Extremities (1986)
In 1984, Farrah Fawcett did a TV movie entitled The Burning Bed which was a huge hit and gave Fawcett acting cred by playing a battered woman who fights back. Since this worked once, she decided to make another big-screen bid for stardom by playing, yes, a battered woman who fights back, this time in the sordid and silly Extremities.
How badly confused is Extremities, you ask? Well, it's the only revenge flick I can think of where you begin to sense that maybe, just maybe, the victim is more sick and twisted than the perpetrator. The plot plays out as if the two main players divised some sort of kinky S&M role-playing thing but forgot to let anyone else in on it.
The flick starts out with Fawcett being abducted by evil John Russo when he hides in the back seat of her dinky car (I won't even get started on how unperceptive you have to be to NOT notice a hulking figure wedged in the backseat of your VW Rabbit, but never mind). Anyway, Russo ties a belt around Fawcett's neck, threatens her with a knife and forces her to give him a hand-job. She manages to escape throttling, stabbing or even soiled palms and immediately high-tails it to the police station to report the crime. It's in this scene that we are given the first glimpse to how absolutely bone-headed this script is. You see, the police will only report that she was assaulted, but won't report that the guy had a knife. Why? Because, otherwise Fawcett would actually get a little police protection, but since that won't do for this story, the cops are treated as completely unwilling to help. Maybe this is true to some degree, but not like it's portrayed here, I'm sure.
Anyway, Russo finds out where Fawcett lives, tracks her down and insinuates himself inside the house. He then starts beating her anew, making her wear a nightie, and make him breakfast (?). Just when you think she's done for, she sprays him in the face with insecticide and locks him up inside her huge fireplace (??). What will Farrah do? Well, dig a grave in the garden and bury him alive, of course!
Enter Farrah's roommates. First comes Diana Scarwid, who takes the Worst Performance award from Fawcett and Russo, which on it's own is one thing, but actually seeing the flick is something else entirely. Next comes Alfre Woodard, who manages to be just as good as she normally is amidst a film that's collapsing down around her. These two, I guess, sort of represent the inner turmoil Fawcett is facing in regards to Russo's fate. Scarwid is the hysteric, Woodward is the sensible type, and for the next hour the four characters talk and talk and talk about 'what should be done'.
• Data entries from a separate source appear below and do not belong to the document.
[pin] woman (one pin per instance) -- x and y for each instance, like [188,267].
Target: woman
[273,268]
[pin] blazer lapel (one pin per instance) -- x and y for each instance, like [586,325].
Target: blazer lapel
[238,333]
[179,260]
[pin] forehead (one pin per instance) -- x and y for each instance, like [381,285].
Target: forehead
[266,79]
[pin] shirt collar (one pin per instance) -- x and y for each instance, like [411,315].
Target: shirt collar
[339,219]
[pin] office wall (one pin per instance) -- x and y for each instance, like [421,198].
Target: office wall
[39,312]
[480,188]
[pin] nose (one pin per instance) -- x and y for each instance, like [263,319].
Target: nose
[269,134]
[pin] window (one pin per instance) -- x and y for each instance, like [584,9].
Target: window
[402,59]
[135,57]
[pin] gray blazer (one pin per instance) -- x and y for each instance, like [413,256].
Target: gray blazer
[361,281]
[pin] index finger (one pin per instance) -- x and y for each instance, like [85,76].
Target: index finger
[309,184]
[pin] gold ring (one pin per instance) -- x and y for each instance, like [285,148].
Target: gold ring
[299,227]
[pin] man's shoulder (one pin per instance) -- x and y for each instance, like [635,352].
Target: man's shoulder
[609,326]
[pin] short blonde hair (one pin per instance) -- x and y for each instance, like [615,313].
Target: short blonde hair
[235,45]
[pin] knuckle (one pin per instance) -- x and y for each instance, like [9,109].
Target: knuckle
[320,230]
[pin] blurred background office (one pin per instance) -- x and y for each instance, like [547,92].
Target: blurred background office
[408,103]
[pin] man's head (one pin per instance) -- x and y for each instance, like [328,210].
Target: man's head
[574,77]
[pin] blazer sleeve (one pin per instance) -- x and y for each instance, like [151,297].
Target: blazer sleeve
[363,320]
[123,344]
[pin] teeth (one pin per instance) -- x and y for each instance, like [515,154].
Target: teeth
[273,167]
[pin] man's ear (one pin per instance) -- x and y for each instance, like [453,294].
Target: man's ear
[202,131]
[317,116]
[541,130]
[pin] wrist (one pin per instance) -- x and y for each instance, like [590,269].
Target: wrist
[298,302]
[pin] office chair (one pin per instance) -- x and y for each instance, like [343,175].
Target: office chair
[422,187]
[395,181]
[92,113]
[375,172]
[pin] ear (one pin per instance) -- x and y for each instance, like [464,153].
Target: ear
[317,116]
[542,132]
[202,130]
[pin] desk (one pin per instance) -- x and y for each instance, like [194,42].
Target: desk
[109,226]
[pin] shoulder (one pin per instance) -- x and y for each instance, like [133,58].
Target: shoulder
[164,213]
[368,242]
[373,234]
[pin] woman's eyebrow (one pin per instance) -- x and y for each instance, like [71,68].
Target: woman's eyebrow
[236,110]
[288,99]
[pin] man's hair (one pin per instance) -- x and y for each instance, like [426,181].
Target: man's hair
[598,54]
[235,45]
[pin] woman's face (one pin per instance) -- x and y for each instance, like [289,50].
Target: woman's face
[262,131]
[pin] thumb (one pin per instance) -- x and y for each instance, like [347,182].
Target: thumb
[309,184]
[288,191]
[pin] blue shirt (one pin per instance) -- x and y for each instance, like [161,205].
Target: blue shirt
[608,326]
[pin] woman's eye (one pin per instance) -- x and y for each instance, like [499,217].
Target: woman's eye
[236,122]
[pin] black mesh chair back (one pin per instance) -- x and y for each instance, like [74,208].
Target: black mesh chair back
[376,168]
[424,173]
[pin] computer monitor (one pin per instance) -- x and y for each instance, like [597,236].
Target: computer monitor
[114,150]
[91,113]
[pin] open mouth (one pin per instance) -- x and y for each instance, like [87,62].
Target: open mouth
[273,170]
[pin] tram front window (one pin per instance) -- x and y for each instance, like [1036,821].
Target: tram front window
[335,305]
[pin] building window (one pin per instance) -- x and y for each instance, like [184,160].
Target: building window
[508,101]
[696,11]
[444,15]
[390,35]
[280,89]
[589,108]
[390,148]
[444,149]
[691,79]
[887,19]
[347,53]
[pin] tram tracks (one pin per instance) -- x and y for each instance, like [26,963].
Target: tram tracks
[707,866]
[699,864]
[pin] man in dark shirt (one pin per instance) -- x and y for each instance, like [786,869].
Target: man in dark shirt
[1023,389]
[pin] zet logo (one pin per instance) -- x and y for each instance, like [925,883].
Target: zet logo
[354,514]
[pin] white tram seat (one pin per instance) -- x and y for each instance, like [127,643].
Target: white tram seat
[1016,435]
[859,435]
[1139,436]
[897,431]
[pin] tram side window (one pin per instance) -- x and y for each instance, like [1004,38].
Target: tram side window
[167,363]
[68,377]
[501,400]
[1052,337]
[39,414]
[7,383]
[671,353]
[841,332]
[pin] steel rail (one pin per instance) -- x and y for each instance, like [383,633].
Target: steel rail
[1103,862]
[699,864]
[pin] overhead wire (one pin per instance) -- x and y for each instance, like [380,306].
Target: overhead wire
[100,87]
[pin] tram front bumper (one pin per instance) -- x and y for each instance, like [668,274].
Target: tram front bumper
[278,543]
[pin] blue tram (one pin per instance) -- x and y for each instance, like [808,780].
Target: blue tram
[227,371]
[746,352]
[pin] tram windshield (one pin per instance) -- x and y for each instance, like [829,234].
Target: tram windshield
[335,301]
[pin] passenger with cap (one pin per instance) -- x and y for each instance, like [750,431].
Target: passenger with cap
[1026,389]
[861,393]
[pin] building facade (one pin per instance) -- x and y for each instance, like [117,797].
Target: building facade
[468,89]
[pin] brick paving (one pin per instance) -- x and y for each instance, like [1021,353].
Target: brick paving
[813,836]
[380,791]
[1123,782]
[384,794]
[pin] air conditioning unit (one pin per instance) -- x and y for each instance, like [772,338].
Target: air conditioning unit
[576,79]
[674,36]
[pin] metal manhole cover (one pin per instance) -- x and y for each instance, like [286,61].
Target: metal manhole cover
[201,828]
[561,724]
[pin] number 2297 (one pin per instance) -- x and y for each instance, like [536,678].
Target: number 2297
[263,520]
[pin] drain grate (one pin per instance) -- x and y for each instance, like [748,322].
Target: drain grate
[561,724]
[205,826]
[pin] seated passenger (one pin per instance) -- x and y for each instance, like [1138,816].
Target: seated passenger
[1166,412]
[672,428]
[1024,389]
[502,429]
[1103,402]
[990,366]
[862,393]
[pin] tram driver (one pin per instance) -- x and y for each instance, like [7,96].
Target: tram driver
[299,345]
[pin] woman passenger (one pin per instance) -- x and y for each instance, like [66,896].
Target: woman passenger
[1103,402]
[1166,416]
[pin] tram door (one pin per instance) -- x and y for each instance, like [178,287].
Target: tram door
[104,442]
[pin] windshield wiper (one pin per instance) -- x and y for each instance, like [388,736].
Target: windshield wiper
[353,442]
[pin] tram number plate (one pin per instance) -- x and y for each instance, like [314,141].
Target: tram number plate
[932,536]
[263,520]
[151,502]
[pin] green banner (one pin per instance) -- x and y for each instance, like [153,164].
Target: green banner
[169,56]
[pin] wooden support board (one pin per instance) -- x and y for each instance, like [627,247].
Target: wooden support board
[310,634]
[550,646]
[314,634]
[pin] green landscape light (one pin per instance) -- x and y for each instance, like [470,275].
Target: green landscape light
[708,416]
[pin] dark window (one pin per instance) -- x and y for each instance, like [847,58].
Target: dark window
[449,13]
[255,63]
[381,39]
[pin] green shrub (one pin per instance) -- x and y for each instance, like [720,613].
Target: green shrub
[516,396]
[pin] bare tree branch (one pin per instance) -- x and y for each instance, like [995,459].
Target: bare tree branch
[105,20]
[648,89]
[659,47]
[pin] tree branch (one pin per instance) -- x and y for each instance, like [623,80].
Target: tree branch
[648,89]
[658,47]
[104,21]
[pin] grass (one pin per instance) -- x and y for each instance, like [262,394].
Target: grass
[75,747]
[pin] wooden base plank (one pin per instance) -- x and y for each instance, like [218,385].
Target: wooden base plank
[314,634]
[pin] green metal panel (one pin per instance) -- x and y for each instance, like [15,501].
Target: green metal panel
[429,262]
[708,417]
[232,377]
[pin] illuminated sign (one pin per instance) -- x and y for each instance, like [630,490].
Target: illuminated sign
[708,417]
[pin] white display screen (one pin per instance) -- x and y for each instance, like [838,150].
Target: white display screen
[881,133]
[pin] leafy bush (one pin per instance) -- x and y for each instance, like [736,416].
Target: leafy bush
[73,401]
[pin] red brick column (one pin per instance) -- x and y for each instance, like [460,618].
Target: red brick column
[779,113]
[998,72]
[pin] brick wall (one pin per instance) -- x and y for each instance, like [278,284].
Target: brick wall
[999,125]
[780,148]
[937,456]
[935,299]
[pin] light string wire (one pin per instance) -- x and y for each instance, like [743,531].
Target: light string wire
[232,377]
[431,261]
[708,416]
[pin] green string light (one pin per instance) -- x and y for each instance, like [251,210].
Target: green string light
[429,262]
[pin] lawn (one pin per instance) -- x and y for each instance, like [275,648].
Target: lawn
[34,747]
Scarwid's performance is wretched, But her character is written so stupidly in might not be her fault. While Fawcett digs the grave, Scarwid sits in the living room, swills vodka and sobs while Russo tells her inane lies about him being an ice cream truck driver who only stopped in to use the phone. And SHE BELIEVES HIM!!!! So within the space of, oh, ten seconds she believes the word of a bruised up guy locked in the fireplace over her best friend. Sure.
I would go into more detail about what happens, but suffice it to say, Farrah begins taking such perverse joy in turning the tables on Russo, smacking him around and jabbing him with a knife, that I couldn't help but wonder if maybe this was the story of a couple of sado-masochists who were doing this for kicks and were really just messing with Scarwid and Woodward's heads. This is certainly deeper than anything that's on the screen, that's for sure.
Extremities is based on some off-Broadway play that Fawcett did that earned raves, but in my opinion it should have stayed there. If you are in the market for watching a couple of moronic people beating the tar out one another, then by all means, see it. But then again, it may give you some sex game ideas that are better left unexplored.